- Directed by: Gerald Thomas
- Written by: Francis Durbridge
- Produced by: Peter Rogers
- Starring: John Mills Lionel Jeffries Wilfrid Hyde-White Noelle Middleton
- Cinematography: Otto Heller
- Edited by: Peter Boita
- Music by: Stanley Black
- Distributed by: Beaconsfield Productions
- Release date: September 22, 1957 (United Kingdom);
- Running time: 84 min
- Country: United Kingdom
- Language: English

= The Vicious Circle (1957 film) =

The Vicious Circle (also known as The Circle) is a 1957 British thriller film directed by Gerald Thomas and starring John Mills, Noelle Middleton, Wilfrid Hyde-White and Lionel Jeffries. It was written by Francis Durbridge based on his TV serial My Friend Charles (1956). The screenplay concerns a leading Harley Street specialist who is forced to work with the police to nail a gang of international criminals, after being falsely accused of murder.

==Plot==
Doctor Howard Latimer answers what he believes to be a request for a favour from an American friend by picking up a famous German actress from London Airport. He goes in the company of a journalist Geoffrey Windsor who tags along after failing to gain an interview with Latimer about recent medical research. As Latimer is already late for a date with his fiancée at the Royal Festival Hall, he lets Windsor take the actress to Claridges Hotel.

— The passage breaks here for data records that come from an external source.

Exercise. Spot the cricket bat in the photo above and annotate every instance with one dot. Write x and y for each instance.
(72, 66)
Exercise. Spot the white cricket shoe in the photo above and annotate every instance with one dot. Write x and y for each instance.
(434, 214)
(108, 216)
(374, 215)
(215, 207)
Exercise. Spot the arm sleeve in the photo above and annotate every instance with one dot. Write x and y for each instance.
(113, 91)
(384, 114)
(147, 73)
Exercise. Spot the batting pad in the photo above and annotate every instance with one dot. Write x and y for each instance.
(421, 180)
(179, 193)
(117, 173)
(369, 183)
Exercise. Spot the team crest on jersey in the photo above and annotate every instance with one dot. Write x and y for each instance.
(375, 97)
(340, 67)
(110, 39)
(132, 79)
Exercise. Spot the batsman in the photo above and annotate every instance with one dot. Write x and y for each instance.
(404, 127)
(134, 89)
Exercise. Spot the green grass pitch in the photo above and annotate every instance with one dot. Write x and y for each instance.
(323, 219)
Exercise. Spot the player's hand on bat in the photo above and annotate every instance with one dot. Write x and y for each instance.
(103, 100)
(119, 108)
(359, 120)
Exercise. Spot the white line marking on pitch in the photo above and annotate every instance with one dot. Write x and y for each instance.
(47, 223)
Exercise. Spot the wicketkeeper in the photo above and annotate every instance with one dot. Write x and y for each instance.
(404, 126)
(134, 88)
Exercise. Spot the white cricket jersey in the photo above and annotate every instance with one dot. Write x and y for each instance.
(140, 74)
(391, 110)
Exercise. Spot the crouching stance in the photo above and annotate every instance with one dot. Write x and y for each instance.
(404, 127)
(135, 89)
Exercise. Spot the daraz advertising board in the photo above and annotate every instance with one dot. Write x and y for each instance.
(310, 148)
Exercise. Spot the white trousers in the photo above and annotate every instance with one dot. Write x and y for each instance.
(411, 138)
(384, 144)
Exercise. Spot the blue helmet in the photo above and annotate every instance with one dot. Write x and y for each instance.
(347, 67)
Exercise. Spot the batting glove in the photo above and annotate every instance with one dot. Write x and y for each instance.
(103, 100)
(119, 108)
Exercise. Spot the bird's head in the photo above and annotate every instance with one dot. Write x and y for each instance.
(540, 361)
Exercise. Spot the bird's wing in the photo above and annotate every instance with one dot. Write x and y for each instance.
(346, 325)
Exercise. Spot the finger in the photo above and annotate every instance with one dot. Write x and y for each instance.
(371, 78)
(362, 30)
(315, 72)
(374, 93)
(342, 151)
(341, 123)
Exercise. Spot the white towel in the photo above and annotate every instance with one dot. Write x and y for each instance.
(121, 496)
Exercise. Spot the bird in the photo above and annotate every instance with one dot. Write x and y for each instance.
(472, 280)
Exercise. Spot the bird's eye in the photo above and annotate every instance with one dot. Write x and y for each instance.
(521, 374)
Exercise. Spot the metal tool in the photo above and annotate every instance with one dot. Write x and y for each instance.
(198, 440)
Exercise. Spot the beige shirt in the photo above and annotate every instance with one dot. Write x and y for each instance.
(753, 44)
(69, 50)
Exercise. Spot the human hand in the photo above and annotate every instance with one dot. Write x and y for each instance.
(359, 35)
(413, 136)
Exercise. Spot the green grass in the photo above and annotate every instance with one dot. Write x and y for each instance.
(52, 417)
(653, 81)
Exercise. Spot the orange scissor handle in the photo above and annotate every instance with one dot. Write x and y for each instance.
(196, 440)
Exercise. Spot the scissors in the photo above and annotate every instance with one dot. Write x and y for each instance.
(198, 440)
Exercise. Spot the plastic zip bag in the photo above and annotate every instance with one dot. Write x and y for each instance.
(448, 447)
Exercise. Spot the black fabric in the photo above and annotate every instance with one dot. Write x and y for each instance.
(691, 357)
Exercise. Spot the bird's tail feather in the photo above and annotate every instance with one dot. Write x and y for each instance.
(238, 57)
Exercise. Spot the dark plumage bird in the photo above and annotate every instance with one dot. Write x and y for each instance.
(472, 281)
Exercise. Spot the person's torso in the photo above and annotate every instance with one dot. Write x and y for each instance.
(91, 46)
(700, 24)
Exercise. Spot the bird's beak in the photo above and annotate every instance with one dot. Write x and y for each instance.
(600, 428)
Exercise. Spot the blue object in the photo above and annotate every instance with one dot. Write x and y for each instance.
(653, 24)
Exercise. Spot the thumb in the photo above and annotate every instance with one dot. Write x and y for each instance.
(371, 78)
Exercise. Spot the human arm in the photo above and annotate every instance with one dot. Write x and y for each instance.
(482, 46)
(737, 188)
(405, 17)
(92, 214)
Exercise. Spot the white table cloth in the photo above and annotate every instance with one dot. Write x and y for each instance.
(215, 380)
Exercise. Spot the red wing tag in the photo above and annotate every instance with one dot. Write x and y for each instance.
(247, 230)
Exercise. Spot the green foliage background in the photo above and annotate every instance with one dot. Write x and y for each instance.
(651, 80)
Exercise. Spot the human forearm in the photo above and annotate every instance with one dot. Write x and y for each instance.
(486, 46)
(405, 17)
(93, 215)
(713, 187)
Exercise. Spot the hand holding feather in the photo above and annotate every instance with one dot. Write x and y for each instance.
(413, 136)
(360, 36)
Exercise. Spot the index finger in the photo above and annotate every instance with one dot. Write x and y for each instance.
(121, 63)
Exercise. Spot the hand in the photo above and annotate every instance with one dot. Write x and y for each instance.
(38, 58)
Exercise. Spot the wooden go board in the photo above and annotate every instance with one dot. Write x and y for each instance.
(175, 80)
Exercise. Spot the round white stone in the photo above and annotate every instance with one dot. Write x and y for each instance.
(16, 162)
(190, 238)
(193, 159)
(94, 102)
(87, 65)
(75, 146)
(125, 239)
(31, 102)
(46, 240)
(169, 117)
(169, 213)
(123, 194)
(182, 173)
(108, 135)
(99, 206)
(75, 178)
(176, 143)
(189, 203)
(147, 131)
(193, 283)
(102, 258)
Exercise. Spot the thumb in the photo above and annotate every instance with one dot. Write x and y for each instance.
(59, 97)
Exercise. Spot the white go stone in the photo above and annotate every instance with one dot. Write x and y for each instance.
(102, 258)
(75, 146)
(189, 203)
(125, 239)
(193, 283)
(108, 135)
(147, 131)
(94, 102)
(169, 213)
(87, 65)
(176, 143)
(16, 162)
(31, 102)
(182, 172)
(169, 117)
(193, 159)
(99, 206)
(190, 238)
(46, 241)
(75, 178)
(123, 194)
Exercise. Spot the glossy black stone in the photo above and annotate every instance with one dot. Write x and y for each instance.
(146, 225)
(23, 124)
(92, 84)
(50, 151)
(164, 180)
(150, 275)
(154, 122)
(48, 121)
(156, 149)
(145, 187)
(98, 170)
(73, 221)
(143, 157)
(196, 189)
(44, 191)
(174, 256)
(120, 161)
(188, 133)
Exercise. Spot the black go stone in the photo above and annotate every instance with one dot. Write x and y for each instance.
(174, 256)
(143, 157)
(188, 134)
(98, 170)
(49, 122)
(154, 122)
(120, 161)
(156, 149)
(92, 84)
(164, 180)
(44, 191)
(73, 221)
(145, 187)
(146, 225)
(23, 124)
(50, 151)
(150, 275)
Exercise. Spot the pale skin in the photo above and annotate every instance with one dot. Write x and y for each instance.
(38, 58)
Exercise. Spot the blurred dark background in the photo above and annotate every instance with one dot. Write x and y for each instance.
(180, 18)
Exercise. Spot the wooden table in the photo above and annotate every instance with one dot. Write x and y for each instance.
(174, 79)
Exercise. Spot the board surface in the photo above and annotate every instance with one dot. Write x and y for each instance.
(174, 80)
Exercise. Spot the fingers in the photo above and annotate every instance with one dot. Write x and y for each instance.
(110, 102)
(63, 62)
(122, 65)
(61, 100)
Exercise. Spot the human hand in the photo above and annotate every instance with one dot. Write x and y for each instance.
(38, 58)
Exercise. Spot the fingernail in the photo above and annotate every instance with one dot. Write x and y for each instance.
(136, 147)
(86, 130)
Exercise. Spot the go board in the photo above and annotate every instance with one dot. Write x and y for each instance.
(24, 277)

When her body is later discovered in Latimer's flat, with absolutely no trace of Windsor, he is faced with questions from the police. DI Dane is initially sympathetic but as the evidence mounts up it increasingly seems as if only Latimer could have committed the murder. Latimer has the added problem of Mrs Ambler, a patient referred to him by his colleague Doctor Kimber, who keeps changing her suspicious story. With the evidence looking as though he will be charged, he goes to stay at his friend Kenneth Palmer's house where he hopes to avoid the police. While there he encounters the mysterious "Robert Brady" who shows a strange interest in a matchbook given to Latimer by the German actress.

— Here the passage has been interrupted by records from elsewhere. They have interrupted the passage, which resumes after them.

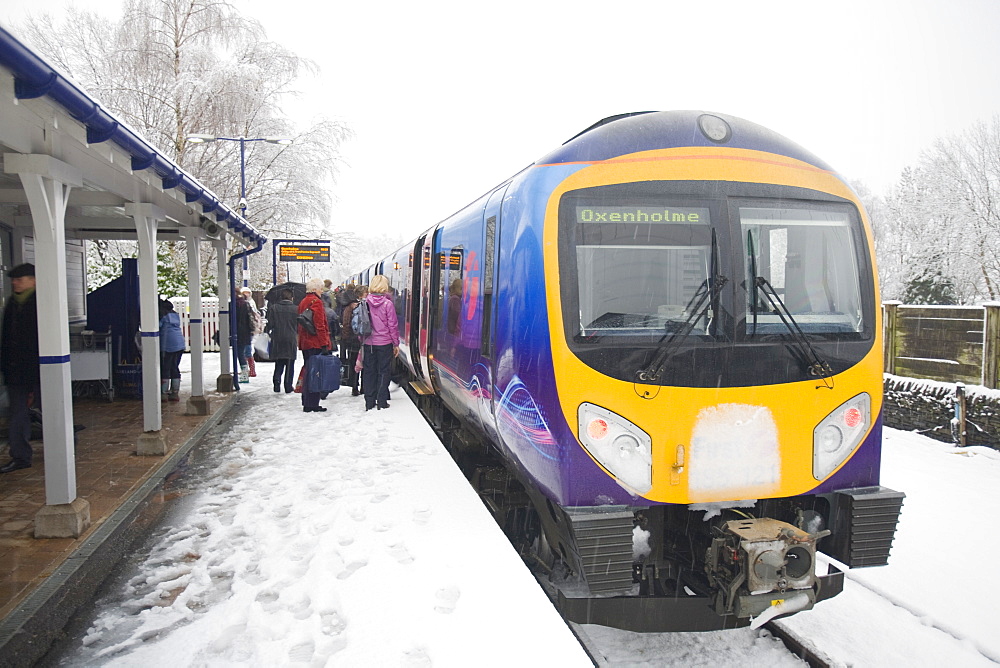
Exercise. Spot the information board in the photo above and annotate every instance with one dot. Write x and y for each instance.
(304, 253)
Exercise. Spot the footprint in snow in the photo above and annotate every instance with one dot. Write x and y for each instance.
(302, 652)
(331, 623)
(446, 599)
(417, 658)
(350, 569)
(400, 553)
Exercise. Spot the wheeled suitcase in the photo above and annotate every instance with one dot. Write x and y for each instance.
(323, 373)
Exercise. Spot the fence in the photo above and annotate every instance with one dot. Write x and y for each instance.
(946, 343)
(209, 321)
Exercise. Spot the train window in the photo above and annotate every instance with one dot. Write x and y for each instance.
(641, 267)
(800, 262)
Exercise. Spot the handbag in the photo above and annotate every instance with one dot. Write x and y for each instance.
(304, 320)
(323, 373)
(262, 344)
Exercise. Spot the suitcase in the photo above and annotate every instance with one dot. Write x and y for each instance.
(323, 373)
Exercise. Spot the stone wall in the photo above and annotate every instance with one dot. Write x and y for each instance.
(928, 407)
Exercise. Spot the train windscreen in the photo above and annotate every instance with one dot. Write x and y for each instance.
(640, 268)
(800, 262)
(713, 283)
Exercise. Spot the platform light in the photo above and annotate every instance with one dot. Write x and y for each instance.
(839, 433)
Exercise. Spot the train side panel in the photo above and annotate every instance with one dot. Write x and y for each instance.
(456, 304)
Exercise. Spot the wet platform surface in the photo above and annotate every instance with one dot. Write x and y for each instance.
(109, 474)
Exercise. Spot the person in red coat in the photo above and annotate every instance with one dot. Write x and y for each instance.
(313, 344)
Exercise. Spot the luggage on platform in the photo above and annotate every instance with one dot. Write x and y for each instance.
(323, 373)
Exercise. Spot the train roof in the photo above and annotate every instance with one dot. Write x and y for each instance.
(650, 130)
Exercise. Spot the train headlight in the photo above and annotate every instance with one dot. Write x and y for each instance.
(840, 432)
(620, 446)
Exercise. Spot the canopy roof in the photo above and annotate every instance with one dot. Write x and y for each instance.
(43, 112)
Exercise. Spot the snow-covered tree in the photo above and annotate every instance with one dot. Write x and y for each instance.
(172, 68)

When Mrs Ambler's dead body is found suspicion again points towards Latimer. However DI Dane appears to believe in his innocence. When Latimer is approached by Windsor demanding £4,000 in blackmail – not from Latimer but from Doctor Kimber – the police reveal that they know more about the case than they had been letting on. Latimer is introduced to the man he believed to be Brady who is in fact Major Harrington who works in Intelligence. Harrington reveals that the case revolves around a passport-forging ring led by an Englishman at its head. Latimer then works with the police to help unmask the criminal amongst his acquaintances.

==Cast==
- John Mills as Doctor Howard Latimer
- Derek Farr as Kenneth Palmer
- Noelle Middleton as Laura James
- Wilfrid Hyde-White as Major Harrington/Robert Brady
- Roland Culver as Detective Inspector Dane
- Mervyn Johns as Doctor George Kimber
- Rene Ray as Mrs Ambler
- Lionel Jeffries as Geoffrey Windsor
- Lisa Daniely as Frieda Veldon
- David Williams as Detective Sergeant
- Diana Lambert as Latimer's office nurse
- Hal Osmond as Joe, the golf caddy

==Production==
Thomas and Rogers were offered the film after impressing the Woolf Brothers on Time Lock.
==Critical reception==
The Monthly Film Bulletin wrote: "'The team of Peter Rogers and Gerald Thomas, who made Timelock from a Canadian television play, have now tackled a very different product of the small screen. Francis Durbridge has made a smooth adaptation of his own television serial Brass Candlestick, but he has not altogether succeeded in disguising its episodic origin; and only a high degree of polish in direction, editing and photography masks the shallow characterisation and the absurdly over-complicated plot."

In The New York Times, Bosley Crowther thought the film was "of not too high an order in the mystery melodrama line. Francis Durbridge's fiction, which has a forgery ring at its core, is considerably farfetched and frenzied, not to mention cluttered and confused...Actually, the actors in it are some of Britain's best, from Mr. Mills and Mr. Culver to Wilfrid Hyde White and Mervyn Johns."

A reviewer for Sky Movies wrote that the film has "one of the most tortuous plots ever devised...The suspense mounts steadily under master thriller writer Francis Durbridge's guiding hand, and most English critics were won over by the results. An excellent cast will keep you guessing throughout."